The conversation continued in this fashion for the rest of the day, in contested bites of information, and the truth at the end of the discussion was the distant cousin of the truth at the beginning. All through the summer and into the fall, I peppered them separately and together with my queries. Sometimes an answer, when combined with my prodigal memory or the visual cue of a drawing or a piece of writing, cemented a fact in my brain. Slowly, over time, a pattern emerged, and my childhood returned to me. But one thing remained a mystery.

Before the long sleep of winter, I went off, intent upon climbing the highest peak in the hills surrounding the valley. The trees had shed their leaves and raised naked arms to the gray sky. To the east, the city looked like toy building blocks. Off to the south lay the compact village cut in two by the river. In the west, the riverbend and the big country beyond. To the north, ragged forest, a farm or two hacked out from the trees and stone. I sat on the mountaintop and read, dreamt at night of two Specks, two Days, what we are, what we would be. Save for a flask of water, I fasted and reflected upon the puzzle of existence. On the third day, my mind cleared and let in the answer. If the man who appeared as my father was not my father, who was he? Whom did I meet in the mist? Who was the man by the creek on the night we lost both Igel and Oscar Love? The one who chased us through the kitchen door? He looked like my father. A deer, startled by the snap of my head, bolted through the fallen leaves. A bird cried once; the note lingered, then disappeared. The clouds rolled on and revealed the pale sun. Who had taken my place when they stole me away?

I knew. That man had what had been intended for me. The robber of my name, stealer of my story, thief of my life: Henry Day.





? CHAPTER 33 ?

I had been one of them. My son had met one face-to-face on the other side of the country, and there was no telling to what lengths they would go to follow us. The changelings had come for Edward that night years before, and by going downstairs I had scared them off. But they would be back. They were watching us, waiting for my son. He would not be safe as long as they prowled near our home. Edward would not be safe with them in the world. Once they fixed on a child for the change, he was as good as gone. I could not let Edward from my sight, and took to locking our doors and latching our windows every evening. They circled around my imagination, infected my rest. The piano offered my sole relief. By composing, I hoped to steady my sanity. False start followed false start.
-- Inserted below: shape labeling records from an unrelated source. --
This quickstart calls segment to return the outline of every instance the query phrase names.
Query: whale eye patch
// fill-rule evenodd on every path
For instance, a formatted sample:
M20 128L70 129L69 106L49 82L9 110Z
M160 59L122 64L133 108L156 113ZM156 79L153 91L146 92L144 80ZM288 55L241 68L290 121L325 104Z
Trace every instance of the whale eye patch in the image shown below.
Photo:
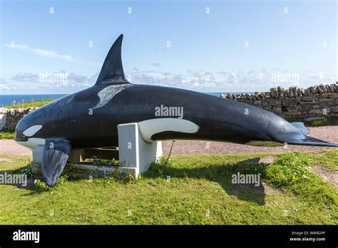
M25 130L23 133L23 135L28 137L32 136L35 133L36 133L37 131L41 129L41 128L42 128L42 125L32 125L31 127Z

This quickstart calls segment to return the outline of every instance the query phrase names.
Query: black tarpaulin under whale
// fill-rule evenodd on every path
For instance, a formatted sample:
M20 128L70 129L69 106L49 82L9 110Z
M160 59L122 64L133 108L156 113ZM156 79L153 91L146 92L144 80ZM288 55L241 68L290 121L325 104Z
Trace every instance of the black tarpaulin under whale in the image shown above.
M54 185L62 173L71 153L71 143L62 138L46 139L41 170L46 182Z

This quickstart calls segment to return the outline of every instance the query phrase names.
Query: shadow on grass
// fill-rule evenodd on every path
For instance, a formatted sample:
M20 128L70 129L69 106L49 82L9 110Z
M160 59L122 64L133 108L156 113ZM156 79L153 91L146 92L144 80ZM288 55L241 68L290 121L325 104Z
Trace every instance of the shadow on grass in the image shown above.
M143 174L144 178L203 178L212 182L216 182L222 186L223 190L230 195L235 195L242 200L255 202L259 205L265 204L265 189L260 182L259 185L255 183L232 183L235 175L256 175L256 178L262 179L265 175L267 164L258 163L260 157L242 160L237 163L225 165L211 165L205 167L193 168L180 168L165 165L160 163L153 164L152 166Z
M255 202L259 205L264 205L265 204L265 189L264 185L260 182L257 185L255 182L253 183L232 183L232 180L234 175L260 175L260 181L265 175L265 170L267 164L258 163L260 157L255 157L242 160L236 163L227 163L224 165L209 165L203 167L175 167L171 165L165 165L162 163L154 163L150 168L144 173L143 173L143 178L167 178L170 176L171 178L195 178L195 179L205 179L209 181L216 182L222 186L223 190L230 195L235 195L238 199L242 200ZM4 171L0 171L0 174L4 173ZM114 175L114 179L123 183L128 182L126 180L126 177L121 175ZM257 177L256 177L257 178ZM48 186L43 184L39 185L38 187L34 185L34 177L28 177L29 184L27 187L22 187L22 185L12 185L19 188L23 188L29 190L26 195L36 195L42 192L48 190ZM43 182L43 178L37 178L41 182ZM58 184L60 180L64 179L60 177L58 180ZM68 177L67 180L69 181L81 181L86 180L88 179L77 178L73 177ZM256 186L257 185L257 186ZM56 185L57 186L57 185Z

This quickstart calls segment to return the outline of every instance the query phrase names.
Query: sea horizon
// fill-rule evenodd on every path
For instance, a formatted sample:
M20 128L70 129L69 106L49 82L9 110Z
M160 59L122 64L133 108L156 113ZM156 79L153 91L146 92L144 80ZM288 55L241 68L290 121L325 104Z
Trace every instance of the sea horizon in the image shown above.
M200 92L204 94L208 94L214 96L220 96L220 94L232 93L233 94L237 93L247 93L251 92L241 92L241 91L220 91L220 92ZM36 100L50 100L50 99L58 99L63 96L70 95L71 93L64 94L1 94L0 95L0 107L13 105L13 102L15 101L15 104L31 102Z

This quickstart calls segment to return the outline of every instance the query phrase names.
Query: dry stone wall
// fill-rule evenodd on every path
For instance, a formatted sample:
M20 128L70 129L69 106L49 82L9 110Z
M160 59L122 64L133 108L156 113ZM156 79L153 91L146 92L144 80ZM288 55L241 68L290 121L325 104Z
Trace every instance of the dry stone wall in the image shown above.
M338 118L338 82L305 89L278 86L268 92L229 93L220 97L263 108L290 120Z

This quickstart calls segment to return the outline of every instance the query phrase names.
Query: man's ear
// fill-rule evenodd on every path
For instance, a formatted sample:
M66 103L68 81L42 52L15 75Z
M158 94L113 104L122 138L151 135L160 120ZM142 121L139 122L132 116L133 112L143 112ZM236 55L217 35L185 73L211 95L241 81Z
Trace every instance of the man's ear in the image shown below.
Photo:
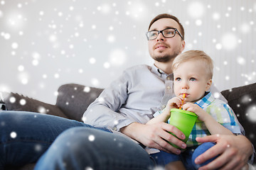
M206 84L206 91L209 91L210 87L212 83L213 83L213 80L212 80L212 79L209 79L209 80L207 81L207 84Z

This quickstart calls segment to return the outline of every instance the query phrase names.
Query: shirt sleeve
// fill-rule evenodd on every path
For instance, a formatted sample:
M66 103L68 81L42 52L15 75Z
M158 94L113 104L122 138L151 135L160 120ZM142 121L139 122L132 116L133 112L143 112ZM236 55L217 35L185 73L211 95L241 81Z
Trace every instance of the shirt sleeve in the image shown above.
M88 106L82 116L84 123L117 131L133 123L134 120L118 112L128 97L129 81L129 76L124 72Z
M225 103L211 104L206 108L206 112L210 113L216 121L233 133L242 134L234 113L228 104Z

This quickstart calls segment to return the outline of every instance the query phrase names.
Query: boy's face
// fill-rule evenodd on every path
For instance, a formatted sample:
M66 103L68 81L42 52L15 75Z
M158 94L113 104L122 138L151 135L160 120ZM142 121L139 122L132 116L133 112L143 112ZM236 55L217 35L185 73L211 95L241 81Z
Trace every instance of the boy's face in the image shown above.
M196 102L203 97L211 85L208 73L203 61L183 62L174 70L174 93L176 96L186 94L186 102Z

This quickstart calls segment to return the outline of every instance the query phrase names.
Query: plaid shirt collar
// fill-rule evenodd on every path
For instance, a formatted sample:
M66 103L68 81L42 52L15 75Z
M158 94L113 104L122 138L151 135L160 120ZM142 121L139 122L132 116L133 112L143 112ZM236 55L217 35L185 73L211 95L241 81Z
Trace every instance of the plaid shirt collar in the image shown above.
M206 92L206 95L204 96L203 98L198 101L195 103L198 105L201 108L207 107L210 103L212 103L215 98L213 95L210 92Z

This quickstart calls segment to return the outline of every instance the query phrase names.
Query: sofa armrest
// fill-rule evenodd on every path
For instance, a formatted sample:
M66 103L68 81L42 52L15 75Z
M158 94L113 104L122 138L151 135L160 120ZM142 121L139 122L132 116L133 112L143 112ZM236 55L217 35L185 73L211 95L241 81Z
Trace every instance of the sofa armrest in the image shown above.
M2 96L8 110L35 112L68 118L58 106L54 105L11 92L3 92Z
M256 83L221 91L256 148ZM255 158L254 164L256 164Z
M82 121L82 117L87 108L102 91L102 89L76 84L64 84L58 90L56 106L69 118Z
I struggled to keep those two worlds separate.

Fortunately, I had Tess and Edward to keep me grounded. A delivery truck pulled into our cul-de-sac on my birthday, and Edward, at the window, shouted, “It’s here, it’s here!” They insisted that I remain in the bedroom with the shades drawn until my gift could be brought into the house, and I dutifully complied, mad with love at my son’s jumpy exuberance and Tess’s sexy, knowing smile. On the bed in darkness, I closed my eyes, wondering if I deserved such love in return, worrying that it might be stolen should the truth ever be revealed.

Edward bounded up the stairs and hammered on the closed door. Grabbing my arm with his two small hands, he pulled me to the studio. A great green bow stretched across the door, and with a curtsey, Tess presented me with the scissors.